Dans les magasins en propre du fabricant, le même schéma se reproduit dans les grandes lignes, mais en sens inverse : la marque prête un espace à d’autres, incarnation comme elles du made in France. C’est le cas avec Le Garçon Français et le Chic Français. Labonal en possède six, à Dambach-la-Ville à côté de l'usine, Obernai et Strasbourg (Bas-Rhin), Mulhouse (Haut-Rhin), Besançon (Doubs) et Paris.
« Nous espérons un regain de trafic et la venue d’une clientèle complémentaire pouvant générer une croissance de 25 % du chiffre d’affaires des magasins », souligne le dirigeant. Labonal mise par ailleurs sur la certification bio « Gots » (Global organic textile standards) de sa marque « La Frenchie » et sur une dynamique constatée de ses ventes en ligne que la Covid-19 n’a fait qu’amplifier. De plus, la PME a démarré depuis quelques mois des opérations de déstockage public.
Tout ce brassage vient appuyer la mutation du modèle économique de Labonal. Autrefois dominante, la vente sous marque de distributeur est tombée à 11 % et va continuer sa descente entre 5 et 10 %, au profit de la vente sous marques propres : Labonal et depuis bientôt trois ans « La Frenchie » sur un créneau intermédiaire, de 7 à 10 € la paire, située entre le basique de l’hypermarché de 3 à 6 € et le haut de gamme de la marque historique (12 à 15 €).

La distribution en marques propres dans les grands magasins (Galeries Lafayette, Monoprix…) passe à 15 %. La PME se fixe l’objectif de monter à plus de 50 % cette année la part de la vente directe, constituée de ses magasins, des nouveaux espaces dans les points de vente partenaires, du web et à un degré moindre des boutiques mobiles sur les marchés.
Outre le déstockage, quelques canaux comme la vente par correspondance ou celle en jardineries complètent ce schéma, orienté vers la quête de plus fortes valeurs ajoutées. « Le volume de production baisse, autour d’1,5 million de paires annuelles, tandis que le chiffre d’affaires augmente », appuie Dominique Malfait.
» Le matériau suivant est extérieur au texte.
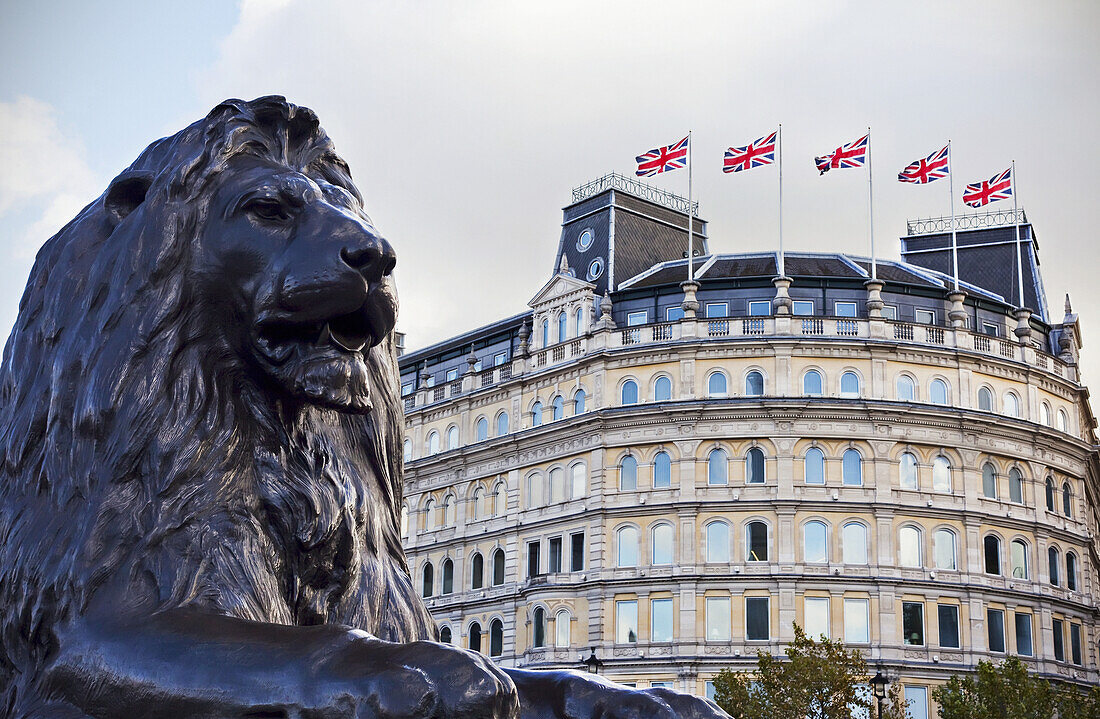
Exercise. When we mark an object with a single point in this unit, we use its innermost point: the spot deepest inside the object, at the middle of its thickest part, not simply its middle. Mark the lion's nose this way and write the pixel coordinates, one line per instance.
(374, 258)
Qui espère connaître enfin quelques moments de stabilité.
A moyen terme, le dirigeant de Labonal caresse l’envie de transformer les vénérables locaux de Dambach-la-Ville, héritiers d’une saga industrielle débutée il y a bientôt cent ans, en 1924. Les déstockages en apportent une préfiguration.
L’idée consiste à compacter les surfaces de production pour gagner de la place pour des sources de revenus complémentaires comme le tourisme industriel, le partage de bureaux, ou l’hébergement de start-up.